De Palma (7/10)
by Tony Medley
Runtime 111 minutes
Not for children.
If you ever wonder
why movies are too long, listen to a director talk about himself for
almost two hours, which is what you do in this documentary about
filmmaker Brian De Palma. His is the only voice you hear and it is a one
shot of him talking about himself for almost half the movie.
Oh, there are clips
of his films, but nobody is interviewed; nobody tells what it was like
to be directed by him; nobody tells what it was like to collaborate with
him. This is Brian De Palma on Brian De Palma. His 20 best-known films
average just under two hours, like this film. Cut it by a half hour and
you’d have enough.
What he says is
pretty interesting because he tells somewhat of what it’s like to put a
film together and explains some of the conflicts. Also shown are some of
his more gory scenes. He claims to be the only person who follows in the
footsteps of Alfred Hitchcock, but Hitch never showed graphic violence,
always leaving it to the viewers’ imagination. Even the classic shower
scene where Janet Leigh gets knifed in Psycho, Hitch never shows
the knife entering the body.
That’s what De Palma
doesn’t get. And it’s what most of today’s shock directors don’t get.
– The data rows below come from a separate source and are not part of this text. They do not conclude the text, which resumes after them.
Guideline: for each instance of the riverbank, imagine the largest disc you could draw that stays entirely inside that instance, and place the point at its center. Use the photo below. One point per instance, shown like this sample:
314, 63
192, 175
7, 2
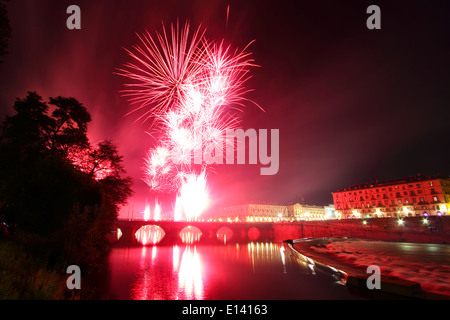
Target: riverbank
398, 260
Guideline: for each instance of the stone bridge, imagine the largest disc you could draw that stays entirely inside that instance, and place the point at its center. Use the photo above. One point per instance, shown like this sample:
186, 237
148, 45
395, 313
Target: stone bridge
172, 229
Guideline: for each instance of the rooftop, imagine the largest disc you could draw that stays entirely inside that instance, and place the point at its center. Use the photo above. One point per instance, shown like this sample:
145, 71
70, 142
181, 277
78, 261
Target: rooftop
378, 183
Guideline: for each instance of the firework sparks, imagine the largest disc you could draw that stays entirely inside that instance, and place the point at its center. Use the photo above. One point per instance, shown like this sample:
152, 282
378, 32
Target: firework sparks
191, 89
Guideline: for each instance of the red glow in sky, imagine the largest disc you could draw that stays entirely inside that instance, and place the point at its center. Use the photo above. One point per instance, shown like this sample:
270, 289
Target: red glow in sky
352, 105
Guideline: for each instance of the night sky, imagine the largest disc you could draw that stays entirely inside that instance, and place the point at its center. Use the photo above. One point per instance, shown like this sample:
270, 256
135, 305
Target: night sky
352, 105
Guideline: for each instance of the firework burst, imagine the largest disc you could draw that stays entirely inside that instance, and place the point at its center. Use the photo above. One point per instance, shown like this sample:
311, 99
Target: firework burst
192, 90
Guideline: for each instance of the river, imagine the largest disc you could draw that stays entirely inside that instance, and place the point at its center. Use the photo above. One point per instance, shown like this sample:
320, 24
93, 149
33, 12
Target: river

Movies are a medium of imagination. The less you actually see and the
more you actually think, the better. Seeing intercourse doesn’t make a
movie sexier. It’s what you imagine they are doing or are about to do,
or just did, that make a movie fascinating. The same is true for
violence. Talented directors don’t show the actual damage that’s being
done; they leave it to the imagination.
De Palma shows
everything in raw detail (except the chain saw scene in Scarface,
where he never shows the saw cutting skin).